The car is like a coffin! 

Slammed my finger in the top of the door to my jeep. I was stuck and I couldn't pull it out, had locked the door, and dropped my keys at the same time. It was really hurting. I was just able to reach my keys and unlock the door. It hurt so bad. Nail turned black and blue and eventually fell off. eac555

Leave the Stick... you're not a dog! 

I found a big stick in a field and threw it like a javelin. I didn't think about the fact that it was L shaped so it hit me in the back of the head and I fell over. leest

I was pushing on a dead tree with a quad to try and knock it down for firewood and a branch broke off, skimmed my head, and tore my ear. That was a fun thing to explain at the ER. Rust_Dawg

Golf ids Risky! 

Watched my grandfather cut open a golf ball to show me what the core looked like. After he did it, 7-year old Ricky decided to replicate the feat.

Some Key differences:

1: he put it in a vise. I used my soft fingertips.

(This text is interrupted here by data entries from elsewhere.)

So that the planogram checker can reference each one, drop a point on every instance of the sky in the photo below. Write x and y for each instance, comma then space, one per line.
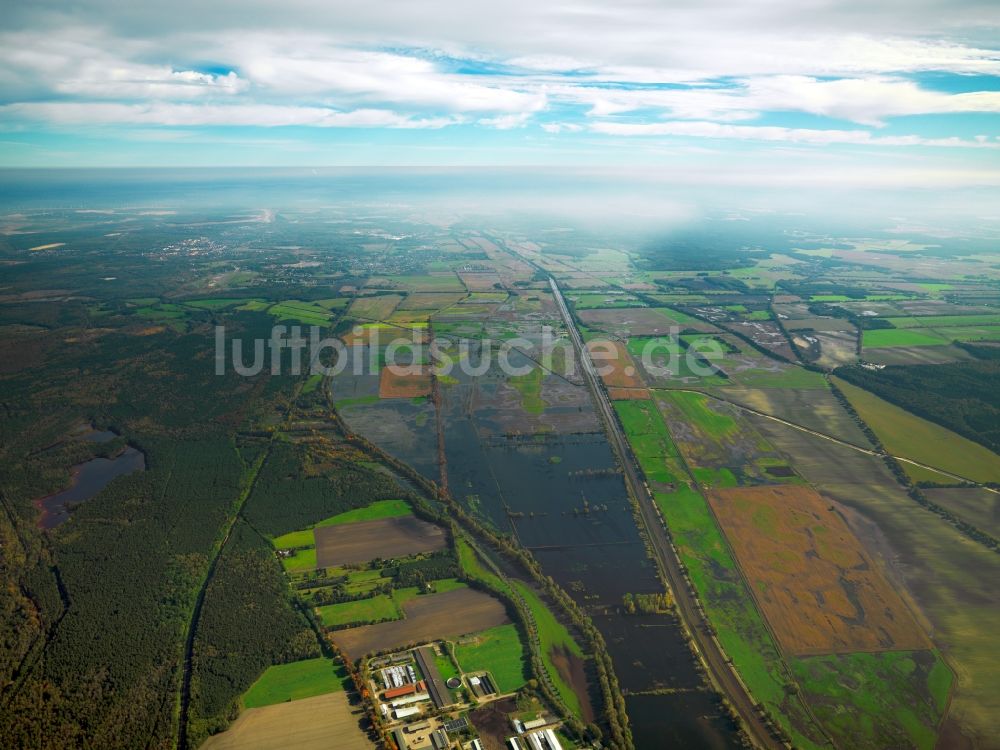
742, 92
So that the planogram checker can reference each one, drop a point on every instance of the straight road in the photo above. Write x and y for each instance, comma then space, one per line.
722, 674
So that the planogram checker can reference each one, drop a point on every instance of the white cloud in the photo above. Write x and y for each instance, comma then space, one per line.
868, 101
697, 129
559, 127
183, 114
506, 122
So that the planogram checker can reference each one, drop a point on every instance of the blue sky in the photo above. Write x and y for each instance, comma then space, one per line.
772, 92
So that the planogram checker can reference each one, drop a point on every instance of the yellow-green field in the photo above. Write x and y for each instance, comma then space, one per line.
908, 436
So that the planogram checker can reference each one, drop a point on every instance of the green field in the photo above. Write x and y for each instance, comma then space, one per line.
695, 407
381, 607
373, 512
663, 353
304, 312
304, 559
905, 694
530, 388
299, 679
212, 304
649, 439
891, 337
553, 636
730, 608
500, 652
907, 435
953, 321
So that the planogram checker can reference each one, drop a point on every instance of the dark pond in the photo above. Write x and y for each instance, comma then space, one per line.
89, 478
563, 498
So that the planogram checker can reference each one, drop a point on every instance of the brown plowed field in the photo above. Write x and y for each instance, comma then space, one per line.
427, 618
819, 590
308, 724
414, 382
628, 394
614, 364
366, 540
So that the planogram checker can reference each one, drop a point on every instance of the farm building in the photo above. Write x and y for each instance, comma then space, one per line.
400, 691
409, 700
405, 711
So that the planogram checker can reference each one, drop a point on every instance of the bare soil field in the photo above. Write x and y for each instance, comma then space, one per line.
430, 300
480, 281
950, 578
309, 724
818, 588
366, 540
615, 364
427, 618
413, 383
378, 307
628, 394
638, 321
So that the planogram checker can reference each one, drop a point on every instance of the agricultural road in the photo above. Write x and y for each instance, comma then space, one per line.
723, 675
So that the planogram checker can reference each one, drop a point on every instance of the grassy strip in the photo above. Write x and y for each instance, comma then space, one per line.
291, 682
551, 634
500, 652
909, 436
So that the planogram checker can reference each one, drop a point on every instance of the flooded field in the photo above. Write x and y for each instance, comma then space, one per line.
89, 478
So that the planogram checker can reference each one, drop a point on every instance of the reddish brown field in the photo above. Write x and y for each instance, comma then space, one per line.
411, 384
637, 321
366, 540
615, 364
819, 590
480, 281
427, 618
306, 724
628, 394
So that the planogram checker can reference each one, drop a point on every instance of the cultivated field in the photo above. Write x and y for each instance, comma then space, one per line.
499, 651
816, 585
614, 363
309, 724
378, 307
294, 681
907, 435
641, 321
413, 383
366, 540
428, 618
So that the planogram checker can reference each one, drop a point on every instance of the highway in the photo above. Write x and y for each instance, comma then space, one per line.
722, 674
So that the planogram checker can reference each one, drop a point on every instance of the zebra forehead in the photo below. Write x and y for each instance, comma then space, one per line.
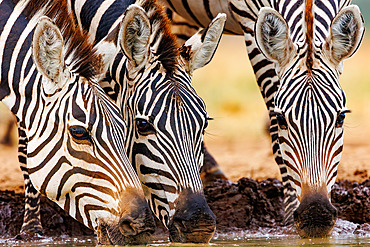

2: he used a power saw of some kind (I don't remember, I was 8). I had my dad's handsaw.

Needless to say, the shape of the golf ball and my inexperience with tools led to more blood than I had ever seen in my short life. RistaRicky

Beware the blade.... any blade! 

I was using a butter knife to scrape excess wax out of a little glass Christmas candle. The glass shattered. The knife went right into my palm. Blood everywhere. Yep, I stabbed myself with a butter knife. larebareblog

I cut my top thumb tendon via knife stab. They had to cut the wound bigger so they could reach the ends of the tendon. I remember that you could see the shape my tendon through my thumb skin because it got fatter due to the fact that it wasn't stretched out anymore. Like how a rubber band gets thinner when you stretch it. Anywho, pretty traumatizing but I do have a cool lightening bolt shaped scar now. _Mynameis_JUDGE_

A pop is never good....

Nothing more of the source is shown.